Location
- Country: United States
- State: Washington
- County: Chelan
- City: Chelan

Physical characteristics
- Source: Lake Chelan
- • coordinates: 47°50′5″N 120°0′43″W﻿ / ﻿47.83472°N 120.01194°W
- • elevation: 1,100 ft (340 m)
- Mouth: Columbia River
- • coordinates: 47°48′32″N 119°59′3″W﻿ / ﻿47.80889°N 119.98417°W
- • elevation: 712 ft (217 m)
- Length: 4.1 mi (6.6 km)
- Basin size: 924 sq mi (2,390 km^{2})
- • location: mouth
- • average: 2,042 cu ft/s (57.8 m^{3}/s)
- • minimum: 0 cu ft/s (0 m^{3}/s)
- • maximum: 18,400 cu ft/s (520 m^{3}/s)

= Chelan River =

The Chelan River is a tributary of the Columbia River, in the U.S. state of Washington. Just 4.1 mi long, it is the shortest river in Washington. Lake Chelan Dam is located at the river's source: the outlet of Lake Chelan. Nearly the entire river's flow is diverted to the Lake Chelan Powerhouse, 3.9 mi downstream near the river's mouth. Thus the Chelan River is almost always dry. Statistics on the streamflow are taken at the tailrace of the powerhouse, measuring the water that would flow through the river were it not diverted, although not including small tributaries, including Daybreak Canyon, that join the Chelan riverbed from the Lake Chelan Dam to the canal outlet.

==Course==
The Chelan River originates at the outlet of Lake Chelan, in the city of Chelan at the southern end of the lake. Lake Chelan Dam, also in the city of Chelan, blocks the river. The dry riverbed runs 3.9 mi through a steep and rocky gorge, dropping 401 ft before reaching the Columbia River near the community of Chelan Falls. Only the first short section of the river between Lake Chelan and Lake Chelan Dam is filled with water. The rest is called the "bypassed reach".

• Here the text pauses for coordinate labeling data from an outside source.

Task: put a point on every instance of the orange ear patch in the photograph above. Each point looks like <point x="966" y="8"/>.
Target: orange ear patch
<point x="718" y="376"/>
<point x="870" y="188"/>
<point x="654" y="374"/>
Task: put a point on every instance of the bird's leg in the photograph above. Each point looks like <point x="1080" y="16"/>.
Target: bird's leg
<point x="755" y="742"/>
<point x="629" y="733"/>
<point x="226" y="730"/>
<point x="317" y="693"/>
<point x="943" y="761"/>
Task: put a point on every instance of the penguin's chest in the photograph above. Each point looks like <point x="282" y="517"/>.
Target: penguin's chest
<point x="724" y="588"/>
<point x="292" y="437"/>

The Lake Chelan Powerhouse is located adjacent to the river's former mouth. Diverted water is dropped through hydroelectric turbines and released into the Columbia River at Columbia river mile 503.3 (810 km). The tailrace is essentially an arm of the Columbia River with no gradient due to the impoundment of the Columbia by Rocky Reach Dam.

==River modifications==
Although Lake Chelan is a natural lake its water level and discharge via the Chelan River has been controlled by Lake Chelan Dam since construction was completed in 1927. Due to the dam, the river is nearly always dry, although sometimes water is spilled over the dam, temporarily recreating a small streamflow in the old Chelan River. The river's water is used not only for hydroelectric power but also irrigation and drinking water. In addition, during the summer the water level of Lake Chelan is maintained at a relatively high elevation for scenic and recreational purposes. Normally water flow in the dry bypassed reach occurs in spring and early summer, when snow melt raises Lake Chelan to levels requiring spill for flood control.

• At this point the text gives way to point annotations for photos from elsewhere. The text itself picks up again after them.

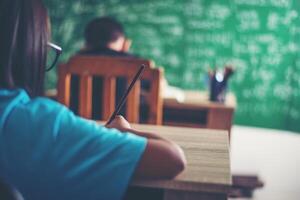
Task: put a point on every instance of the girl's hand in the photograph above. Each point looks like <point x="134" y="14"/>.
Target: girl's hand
<point x="119" y="123"/>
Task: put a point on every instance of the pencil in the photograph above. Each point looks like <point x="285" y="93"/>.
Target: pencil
<point x="124" y="97"/>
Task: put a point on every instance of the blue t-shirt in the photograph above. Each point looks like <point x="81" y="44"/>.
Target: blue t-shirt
<point x="47" y="152"/>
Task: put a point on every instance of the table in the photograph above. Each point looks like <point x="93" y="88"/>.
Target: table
<point x="271" y="154"/>
<point x="193" y="109"/>
<point x="207" y="175"/>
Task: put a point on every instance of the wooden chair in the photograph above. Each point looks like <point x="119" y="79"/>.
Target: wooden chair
<point x="109" y="68"/>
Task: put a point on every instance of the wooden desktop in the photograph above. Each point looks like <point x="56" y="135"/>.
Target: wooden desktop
<point x="195" y="110"/>
<point x="207" y="175"/>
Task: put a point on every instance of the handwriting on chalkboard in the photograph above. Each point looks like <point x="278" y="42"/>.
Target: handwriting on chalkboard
<point x="261" y="38"/>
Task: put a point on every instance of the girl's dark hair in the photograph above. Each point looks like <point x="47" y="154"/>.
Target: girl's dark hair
<point x="101" y="31"/>
<point x="23" y="45"/>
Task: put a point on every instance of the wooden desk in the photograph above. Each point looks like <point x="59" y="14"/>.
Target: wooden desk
<point x="195" y="110"/>
<point x="207" y="175"/>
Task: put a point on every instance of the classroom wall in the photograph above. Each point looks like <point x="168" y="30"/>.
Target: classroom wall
<point x="260" y="38"/>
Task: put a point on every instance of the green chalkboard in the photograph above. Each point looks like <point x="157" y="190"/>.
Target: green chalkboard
<point x="261" y="38"/>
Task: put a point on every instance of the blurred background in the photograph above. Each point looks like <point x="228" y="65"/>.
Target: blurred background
<point x="260" y="38"/>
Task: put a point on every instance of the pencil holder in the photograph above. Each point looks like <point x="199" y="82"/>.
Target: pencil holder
<point x="218" y="88"/>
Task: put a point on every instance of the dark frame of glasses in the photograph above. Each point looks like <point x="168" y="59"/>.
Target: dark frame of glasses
<point x="58" y="51"/>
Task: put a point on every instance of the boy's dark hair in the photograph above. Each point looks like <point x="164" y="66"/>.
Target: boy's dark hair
<point x="23" y="48"/>
<point x="101" y="31"/>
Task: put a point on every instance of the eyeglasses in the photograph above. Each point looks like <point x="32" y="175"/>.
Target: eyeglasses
<point x="52" y="55"/>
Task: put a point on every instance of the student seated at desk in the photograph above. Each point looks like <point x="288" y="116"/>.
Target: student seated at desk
<point x="105" y="36"/>
<point x="46" y="152"/>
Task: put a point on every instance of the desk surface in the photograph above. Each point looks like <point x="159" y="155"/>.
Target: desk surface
<point x="207" y="152"/>
<point x="197" y="99"/>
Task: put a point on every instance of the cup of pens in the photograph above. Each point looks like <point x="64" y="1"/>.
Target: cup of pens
<point x="218" y="84"/>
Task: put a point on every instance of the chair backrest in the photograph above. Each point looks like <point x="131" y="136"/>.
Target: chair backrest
<point x="109" y="68"/>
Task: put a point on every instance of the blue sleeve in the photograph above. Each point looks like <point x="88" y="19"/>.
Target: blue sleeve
<point x="91" y="161"/>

The river's water is diverted through a 2.2 mi long power tunnel, which ends with a 401 ft drop through turbines at the powerhouse.

Most of the Chelan River's "bypassed reach" is owned by Chelan County PUD No. 1, the utility which also owns and operates Lake Chelan Dam.

In 2009 a different release pattern from the Lake Chelan Dam has allowed the riverbed to hold water again.

==Natural history==
Due to the steepness of the Chelan River canyon, anadromous fish were not able to migrate up the river to Lake Chelan even before the dam was built. The lake and the river's upper reach supports various non-anadromous fish species. Columbia River fish have been found in the powerhouse's tailrace.